I'd like to know what brand of vee that is.



sublime68charge;1748356 said:


> need to get you a Vplow for that setup now.
> not mine but found this pic on the web.
> 
> 
> ...


----------



## IPLOWSNO (Oct 11, 2008)

That's home made and it's always a vee, that's good for sidewalks or opening a path but would suck at plowing, think about it you can only push windrows, so before you know it you got more snow than you can push, it will push your quad sideways,

I have a vee and don't use it, I push it into piles and ramp it up into bigger piles, then to clean it I angle it and clean up any trails I left!!

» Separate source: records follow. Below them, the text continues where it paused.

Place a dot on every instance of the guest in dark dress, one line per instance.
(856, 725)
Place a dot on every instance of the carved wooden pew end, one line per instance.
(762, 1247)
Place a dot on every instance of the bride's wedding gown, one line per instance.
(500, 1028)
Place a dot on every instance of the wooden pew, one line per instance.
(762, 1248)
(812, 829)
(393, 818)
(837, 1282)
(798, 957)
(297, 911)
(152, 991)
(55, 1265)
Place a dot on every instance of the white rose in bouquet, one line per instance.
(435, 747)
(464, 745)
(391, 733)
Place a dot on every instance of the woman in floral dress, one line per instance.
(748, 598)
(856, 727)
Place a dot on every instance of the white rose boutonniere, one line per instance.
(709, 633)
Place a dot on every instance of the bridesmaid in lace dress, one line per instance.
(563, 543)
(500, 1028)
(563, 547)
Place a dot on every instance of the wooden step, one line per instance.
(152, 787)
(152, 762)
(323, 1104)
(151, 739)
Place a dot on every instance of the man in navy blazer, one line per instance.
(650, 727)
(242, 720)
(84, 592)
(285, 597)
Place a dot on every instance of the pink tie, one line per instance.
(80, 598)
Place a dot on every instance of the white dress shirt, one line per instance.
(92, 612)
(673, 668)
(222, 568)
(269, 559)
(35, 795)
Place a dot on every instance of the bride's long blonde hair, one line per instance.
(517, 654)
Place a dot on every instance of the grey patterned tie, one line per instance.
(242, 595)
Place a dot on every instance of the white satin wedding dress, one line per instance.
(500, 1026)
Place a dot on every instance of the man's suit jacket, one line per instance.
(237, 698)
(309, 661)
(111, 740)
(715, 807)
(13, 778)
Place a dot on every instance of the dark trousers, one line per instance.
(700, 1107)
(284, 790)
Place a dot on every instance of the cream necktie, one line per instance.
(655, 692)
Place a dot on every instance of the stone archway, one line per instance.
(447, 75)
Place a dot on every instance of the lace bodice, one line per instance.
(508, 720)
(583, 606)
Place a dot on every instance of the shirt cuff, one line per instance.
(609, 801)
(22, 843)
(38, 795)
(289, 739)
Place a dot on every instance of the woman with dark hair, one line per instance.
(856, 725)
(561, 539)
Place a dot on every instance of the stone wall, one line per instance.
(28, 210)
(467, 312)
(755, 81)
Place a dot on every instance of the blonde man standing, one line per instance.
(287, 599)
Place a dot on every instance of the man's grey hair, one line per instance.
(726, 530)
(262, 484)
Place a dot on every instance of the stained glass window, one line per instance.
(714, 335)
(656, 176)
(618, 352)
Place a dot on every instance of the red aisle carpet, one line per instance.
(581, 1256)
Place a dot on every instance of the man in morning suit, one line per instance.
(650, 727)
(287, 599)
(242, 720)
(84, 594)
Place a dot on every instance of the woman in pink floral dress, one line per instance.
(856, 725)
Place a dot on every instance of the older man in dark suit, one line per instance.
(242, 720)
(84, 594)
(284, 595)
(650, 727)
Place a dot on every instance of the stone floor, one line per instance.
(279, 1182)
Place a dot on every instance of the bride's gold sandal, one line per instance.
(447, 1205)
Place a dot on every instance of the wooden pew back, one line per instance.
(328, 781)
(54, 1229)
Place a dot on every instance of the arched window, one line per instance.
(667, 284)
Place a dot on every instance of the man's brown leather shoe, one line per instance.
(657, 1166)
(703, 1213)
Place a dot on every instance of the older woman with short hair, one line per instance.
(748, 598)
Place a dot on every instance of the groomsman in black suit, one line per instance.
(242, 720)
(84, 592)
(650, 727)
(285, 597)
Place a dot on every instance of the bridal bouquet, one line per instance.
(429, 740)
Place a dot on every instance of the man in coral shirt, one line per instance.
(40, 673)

This year I'll have snow well into April and I'm kinda sick of it already !!!!


----------



## sqdqo (May 6, 2002)

Im on the south shore of Lake Superior and we get more snow than any atv can handle. I have a grizzly 700 with tracks and a county style moose blade. I plow the road to our cabin and can't get the snow up and over the bank. Snow is waist deep on the level in the woods. That vee has a nice curve to it that looks like it would curl and throw the snow.



IPLOWSNO;1790936 said:


> That's home made and it's always a vee, that's good for sidewalks or opening a path but would suck at plowing, think about it you can only push windrows, so before you know it you got more snow than you can push, it will push your quad sideways,
> 
> I have a vee and don't use it, I push it into piles and ramp it up into bigger piles, then to clean it I angle it and clean up any trails I left!!
> 
> This year I'll have snow well into April and I'm kinda sick of it already !!!!


----------



## IPLOWSNO (Oct 11, 2008)

Your plowing a camp?

I live right off lake Ontario , we too get record snows, I've always plowed with my quad, you have to stay on top of it and know what your doing though you can screw yourself quick,

First push needs to be as far back as you can get it! And you need to ramp your banks, all along my driveway is on 300' ramp on the wind side, push it all as far as you can go up the bank, do the whole drive, raise your blade half way and depending on snow quality will it pack or be sinking, push it up over the bank!

On no snow days, you maybe able too groom it into what you want a little easier,

Mine our easily 6' tall but they were bigger, you may need to make piles here and there only you know how far you can push,

Around here 2' is pretty much as deep as I can push anything more and I'll run the snowblower down the center and work out from there !!
Key is to stay on top of it, just keep the bulk down and clean up afterwards!!


----------



## sublime68charge (Dec 28, 2007)

sqdqo

the pick came from this thread,

http://www.hondaforeman.com/140-photo-video-gallery/56249-everyone-post-your-atvs-here-186.html

post 1860. Member name is timberdoodle you could go direct with him on it

from Hondaforeman.com

good luck

Sublime out


----------